After presenting my Peer Review at Fabrica and showing mock ups and photocopies for the first time beyond the home front, my thinking is clearer. I answered some of my own questions. What am I trying to say? What is important to me? What fits the space? (- and if money was no object?) The group help me answer more….Why am I doing two bodies of work (when only one is clear in my head?) I have been working with layers in recent work, is it enough to have one? – and is a photocopy enough!? The day after the review I went back, to 1992, and my own limited edition. It’s all about narrative (my life before layers)
I have been sneaking in test drives in camera shops over half term and am on the verge of a Canon. With my head in dusty B&W photography I’m waiting to hear about when they are going to clear the flues at the Engineerium-not quite the same but…
‘Step into that cage which hangs over a yawning well away up at the Goldstone Waterworks;-permit yourself to be lowered into Plutonian darkness; and at the bottom of the well you shall have a new experience. You shall not plunge into the cold bath you expect:- for your sake, the mighty engines up overhead have pumped the wells dry, so that you may undergo the strange experience of taking some lengthy walks eighty feet or more under the surface of the Earth, and may witness some novel effects of illumination.’ The Brighton Herald May 28th 1904
The officially renamed All That Mighty Heart was launched on the general public at the Phoenix Brighton Open last weekend. Framed collages and a ‘research wall’ showed found material, images, drawings and extracts from the blog illustrating how the work is developing. After a week of illness at the printers the card stand, by the work, didn’t provide the contact details and email address to take away. Best laid plans. But they are done now and ready to start spreading the word!
It has been so long since I’ve let ideas freefall and hope they land in an innovative and reasoned manner. I’ve now made enough mind maps to cover a steam engine, but ideas do come together when you have time to let them. And contrary to belief…the lengthy bus rides to school are not bereft of suitable stimulus for drawing those map strands together. I walked the quiet lane to the Waterworks Cottages (early for the bus one day!) The silence allowed me to picture the workers in their caps and boots crunching along the flinty path. Back at the Engineerium the diggers have moved in to start the new work. The silence is coming to an end. I am glad of the last few months of visualising in the stillness.

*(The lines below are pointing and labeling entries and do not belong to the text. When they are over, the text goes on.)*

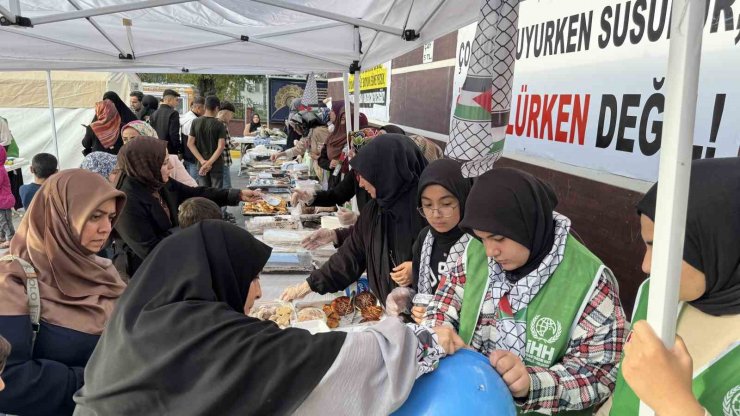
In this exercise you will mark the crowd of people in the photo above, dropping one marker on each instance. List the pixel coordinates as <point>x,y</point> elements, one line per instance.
<point>125,292</point>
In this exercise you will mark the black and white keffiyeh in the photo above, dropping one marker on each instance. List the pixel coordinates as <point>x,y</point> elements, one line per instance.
<point>427,279</point>
<point>511,334</point>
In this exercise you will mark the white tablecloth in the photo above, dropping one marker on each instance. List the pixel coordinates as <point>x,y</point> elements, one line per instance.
<point>19,163</point>
<point>273,285</point>
<point>250,140</point>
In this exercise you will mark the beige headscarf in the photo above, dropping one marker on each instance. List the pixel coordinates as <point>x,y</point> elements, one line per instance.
<point>78,289</point>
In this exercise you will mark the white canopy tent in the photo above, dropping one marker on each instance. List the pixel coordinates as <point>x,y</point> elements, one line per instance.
<point>300,36</point>
<point>220,36</point>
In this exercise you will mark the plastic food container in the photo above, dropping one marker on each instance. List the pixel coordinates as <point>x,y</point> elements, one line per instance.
<point>282,313</point>
<point>314,327</point>
<point>422,299</point>
<point>310,314</point>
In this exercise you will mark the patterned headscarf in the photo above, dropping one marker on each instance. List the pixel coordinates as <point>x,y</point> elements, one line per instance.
<point>106,124</point>
<point>141,159</point>
<point>101,163</point>
<point>144,129</point>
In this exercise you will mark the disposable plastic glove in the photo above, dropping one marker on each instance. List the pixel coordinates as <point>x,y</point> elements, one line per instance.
<point>303,195</point>
<point>399,301</point>
<point>346,217</point>
<point>298,291</point>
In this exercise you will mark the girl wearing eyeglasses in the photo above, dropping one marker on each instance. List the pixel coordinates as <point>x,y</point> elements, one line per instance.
<point>532,298</point>
<point>441,198</point>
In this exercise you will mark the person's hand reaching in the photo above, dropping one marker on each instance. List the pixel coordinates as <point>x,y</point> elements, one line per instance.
<point>302,195</point>
<point>318,238</point>
<point>248,195</point>
<point>512,371</point>
<point>659,376</point>
<point>346,217</point>
<point>298,291</point>
<point>448,339</point>
<point>403,274</point>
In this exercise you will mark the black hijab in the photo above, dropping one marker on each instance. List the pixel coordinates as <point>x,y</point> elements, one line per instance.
<point>179,343</point>
<point>392,164</point>
<point>149,105</point>
<point>446,173</point>
<point>126,114</point>
<point>393,129</point>
<point>516,205</point>
<point>712,239</point>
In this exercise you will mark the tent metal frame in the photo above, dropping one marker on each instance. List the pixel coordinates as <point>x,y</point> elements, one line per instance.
<point>246,38</point>
<point>682,79</point>
<point>30,34</point>
<point>97,27</point>
<point>100,11</point>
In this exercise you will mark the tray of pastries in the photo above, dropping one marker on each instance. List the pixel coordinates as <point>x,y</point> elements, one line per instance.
<point>263,208</point>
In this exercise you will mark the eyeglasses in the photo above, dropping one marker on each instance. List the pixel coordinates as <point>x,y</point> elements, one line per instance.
<point>444,212</point>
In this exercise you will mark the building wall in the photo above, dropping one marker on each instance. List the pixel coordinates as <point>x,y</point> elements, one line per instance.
<point>603,215</point>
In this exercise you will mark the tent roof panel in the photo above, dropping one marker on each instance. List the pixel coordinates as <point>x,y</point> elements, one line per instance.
<point>169,38</point>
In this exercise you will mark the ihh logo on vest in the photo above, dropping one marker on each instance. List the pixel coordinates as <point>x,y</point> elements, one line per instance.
<point>544,331</point>
<point>731,403</point>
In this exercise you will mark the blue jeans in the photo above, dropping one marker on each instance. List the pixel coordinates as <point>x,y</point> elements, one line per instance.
<point>192,168</point>
<point>227,177</point>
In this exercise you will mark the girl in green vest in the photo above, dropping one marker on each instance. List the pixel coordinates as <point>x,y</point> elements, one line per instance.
<point>709,319</point>
<point>532,298</point>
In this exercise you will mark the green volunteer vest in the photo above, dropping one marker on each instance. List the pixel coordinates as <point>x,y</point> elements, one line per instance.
<point>551,314</point>
<point>717,386</point>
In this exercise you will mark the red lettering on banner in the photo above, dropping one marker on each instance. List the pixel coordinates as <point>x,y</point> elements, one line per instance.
<point>560,135</point>
<point>579,119</point>
<point>534,114</point>
<point>547,117</point>
<point>558,117</point>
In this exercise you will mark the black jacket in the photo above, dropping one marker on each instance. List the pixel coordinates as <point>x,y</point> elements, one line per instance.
<point>364,249</point>
<point>166,121</point>
<point>143,223</point>
<point>325,164</point>
<point>90,143</point>
<point>341,193</point>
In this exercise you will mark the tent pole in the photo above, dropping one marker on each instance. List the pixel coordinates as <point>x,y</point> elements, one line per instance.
<point>347,112</point>
<point>332,16</point>
<point>99,11</point>
<point>347,107</point>
<point>15,7</point>
<point>97,27</point>
<point>7,14</point>
<point>682,79</point>
<point>375,35</point>
<point>358,74</point>
<point>245,102</point>
<point>301,30</point>
<point>356,118</point>
<point>51,113</point>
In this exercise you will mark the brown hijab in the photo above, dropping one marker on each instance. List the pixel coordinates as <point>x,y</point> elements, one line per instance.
<point>106,127</point>
<point>338,139</point>
<point>141,159</point>
<point>78,289</point>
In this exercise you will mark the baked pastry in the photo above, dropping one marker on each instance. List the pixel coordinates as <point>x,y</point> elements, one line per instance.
<point>278,314</point>
<point>311,314</point>
<point>262,207</point>
<point>332,319</point>
<point>365,299</point>
<point>371,313</point>
<point>342,305</point>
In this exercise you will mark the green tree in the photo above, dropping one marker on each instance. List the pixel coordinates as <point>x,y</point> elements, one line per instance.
<point>226,87</point>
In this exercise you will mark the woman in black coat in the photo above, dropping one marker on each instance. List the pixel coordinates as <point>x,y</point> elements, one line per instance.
<point>92,143</point>
<point>154,199</point>
<point>389,168</point>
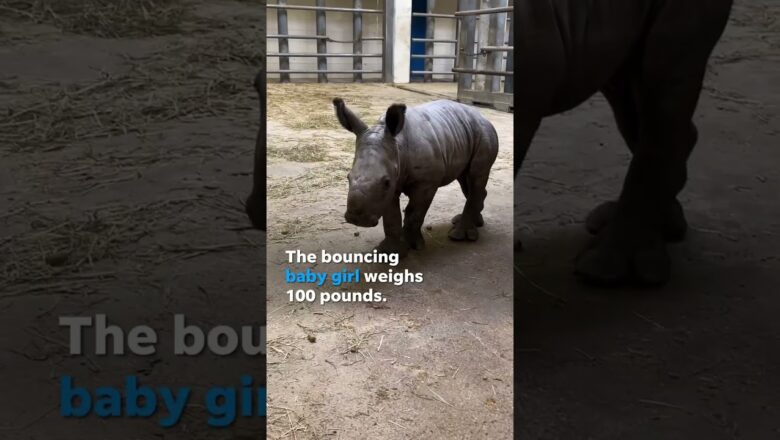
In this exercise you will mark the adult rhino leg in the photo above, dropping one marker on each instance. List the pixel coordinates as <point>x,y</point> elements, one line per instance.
<point>391,221</point>
<point>621,93</point>
<point>525,134</point>
<point>414,215</point>
<point>670,80</point>
<point>256,202</point>
<point>464,186</point>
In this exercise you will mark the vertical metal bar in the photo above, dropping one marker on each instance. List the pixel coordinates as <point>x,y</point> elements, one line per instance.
<point>322,44</point>
<point>483,32</point>
<point>281,22</point>
<point>509,82</point>
<point>387,49</point>
<point>430,27</point>
<point>496,27</point>
<point>357,37</point>
<point>466,32</point>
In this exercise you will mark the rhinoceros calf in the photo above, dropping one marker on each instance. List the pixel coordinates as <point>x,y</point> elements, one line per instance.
<point>648,58</point>
<point>415,151</point>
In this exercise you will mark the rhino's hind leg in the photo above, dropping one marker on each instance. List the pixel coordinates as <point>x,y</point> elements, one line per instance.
<point>466,227</point>
<point>464,186</point>
<point>391,220</point>
<point>414,216</point>
<point>632,244</point>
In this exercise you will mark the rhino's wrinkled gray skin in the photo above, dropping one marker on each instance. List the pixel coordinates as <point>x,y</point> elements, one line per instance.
<point>256,202</point>
<point>648,58</point>
<point>415,151</point>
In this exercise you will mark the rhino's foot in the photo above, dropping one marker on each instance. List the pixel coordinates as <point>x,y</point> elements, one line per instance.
<point>619,254</point>
<point>414,238</point>
<point>389,246</point>
<point>673,221</point>
<point>480,220</point>
<point>461,233</point>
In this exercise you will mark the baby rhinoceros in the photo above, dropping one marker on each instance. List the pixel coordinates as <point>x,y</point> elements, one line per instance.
<point>415,151</point>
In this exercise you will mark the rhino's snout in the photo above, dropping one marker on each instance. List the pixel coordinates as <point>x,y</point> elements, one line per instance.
<point>361,219</point>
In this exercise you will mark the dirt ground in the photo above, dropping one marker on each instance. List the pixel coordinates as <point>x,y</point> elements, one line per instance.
<point>434,360</point>
<point>699,357</point>
<point>126,143</point>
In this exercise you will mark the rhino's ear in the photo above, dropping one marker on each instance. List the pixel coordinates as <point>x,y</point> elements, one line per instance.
<point>348,119</point>
<point>394,119</point>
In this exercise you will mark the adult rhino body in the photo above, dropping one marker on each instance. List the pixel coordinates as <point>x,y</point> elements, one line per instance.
<point>256,202</point>
<point>648,58</point>
<point>415,151</point>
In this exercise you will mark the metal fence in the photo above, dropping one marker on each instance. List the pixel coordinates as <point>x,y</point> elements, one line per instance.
<point>322,39</point>
<point>430,40</point>
<point>485,74</point>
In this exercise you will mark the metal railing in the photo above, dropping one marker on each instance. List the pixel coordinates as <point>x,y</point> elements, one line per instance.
<point>322,40</point>
<point>483,76</point>
<point>430,40</point>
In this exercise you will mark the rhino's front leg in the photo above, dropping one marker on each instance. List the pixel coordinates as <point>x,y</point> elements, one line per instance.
<point>391,221</point>
<point>419,202</point>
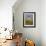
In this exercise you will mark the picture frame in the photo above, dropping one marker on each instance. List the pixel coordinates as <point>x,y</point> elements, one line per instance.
<point>29,19</point>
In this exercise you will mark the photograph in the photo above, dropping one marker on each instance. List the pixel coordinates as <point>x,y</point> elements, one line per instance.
<point>29,19</point>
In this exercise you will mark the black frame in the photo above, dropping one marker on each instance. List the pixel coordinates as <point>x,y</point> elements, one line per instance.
<point>34,20</point>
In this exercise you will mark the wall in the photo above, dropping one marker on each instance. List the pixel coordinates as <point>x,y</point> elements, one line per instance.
<point>29,33</point>
<point>6,13</point>
<point>43,22</point>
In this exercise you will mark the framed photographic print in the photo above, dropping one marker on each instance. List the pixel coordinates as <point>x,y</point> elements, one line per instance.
<point>29,19</point>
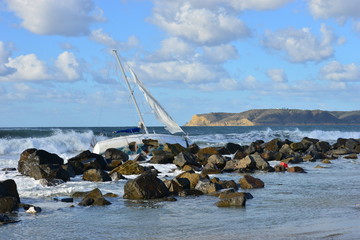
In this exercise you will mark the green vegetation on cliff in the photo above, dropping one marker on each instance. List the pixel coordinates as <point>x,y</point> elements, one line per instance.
<point>273,117</point>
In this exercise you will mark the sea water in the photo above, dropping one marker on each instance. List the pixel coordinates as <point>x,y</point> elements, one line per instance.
<point>324,203</point>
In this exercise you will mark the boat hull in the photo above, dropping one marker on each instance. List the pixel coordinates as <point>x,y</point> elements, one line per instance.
<point>123,141</point>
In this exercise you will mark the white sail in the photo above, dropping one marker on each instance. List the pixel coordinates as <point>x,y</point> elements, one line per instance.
<point>158,110</point>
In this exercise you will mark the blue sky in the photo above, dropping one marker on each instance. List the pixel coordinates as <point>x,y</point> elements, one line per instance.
<point>57,69</point>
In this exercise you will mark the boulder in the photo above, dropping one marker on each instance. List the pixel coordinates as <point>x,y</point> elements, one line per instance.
<point>41,164</point>
<point>191,177</point>
<point>50,182</point>
<point>145,186</point>
<point>112,154</point>
<point>248,182</point>
<point>94,198</point>
<point>87,160</point>
<point>130,167</point>
<point>232,202</point>
<point>185,158</point>
<point>96,175</point>
<point>162,157</point>
<point>207,187</point>
<point>296,169</point>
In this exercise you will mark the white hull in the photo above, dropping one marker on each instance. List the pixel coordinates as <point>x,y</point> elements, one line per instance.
<point>123,141</point>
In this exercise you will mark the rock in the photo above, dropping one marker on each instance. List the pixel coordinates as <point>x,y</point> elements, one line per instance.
<point>8,204</point>
<point>130,167</point>
<point>225,195</point>
<point>63,199</point>
<point>174,149</point>
<point>248,182</point>
<point>185,158</point>
<point>50,182</point>
<point>296,169</point>
<point>145,186</point>
<point>94,198</point>
<point>96,175</point>
<point>162,157</point>
<point>191,177</point>
<point>190,192</point>
<point>41,164</point>
<point>8,188</point>
<point>207,187</point>
<point>232,202</point>
<point>112,154</point>
<point>87,160</point>
<point>116,176</point>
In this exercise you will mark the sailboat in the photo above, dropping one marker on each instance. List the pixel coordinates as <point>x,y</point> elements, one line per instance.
<point>160,113</point>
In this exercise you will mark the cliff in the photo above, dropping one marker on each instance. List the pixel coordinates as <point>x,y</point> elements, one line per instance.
<point>276,117</point>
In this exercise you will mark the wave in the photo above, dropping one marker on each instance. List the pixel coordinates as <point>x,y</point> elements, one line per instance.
<point>61,142</point>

Back in the studio, between school runs and hefty preparing for Phoenix Open, I have been experimenting with ageing paper, making it, with candles, tea and lemon juice and adding decades to my images. I’m still enjoying my Rotring (even more so since Peter informed me he uses his to outline the lettering on the side of his engines.) Acting instantly on ideas without worrying about the outcome is becoming a bit easier, again with the luxury of time after last week’s frantic timetable.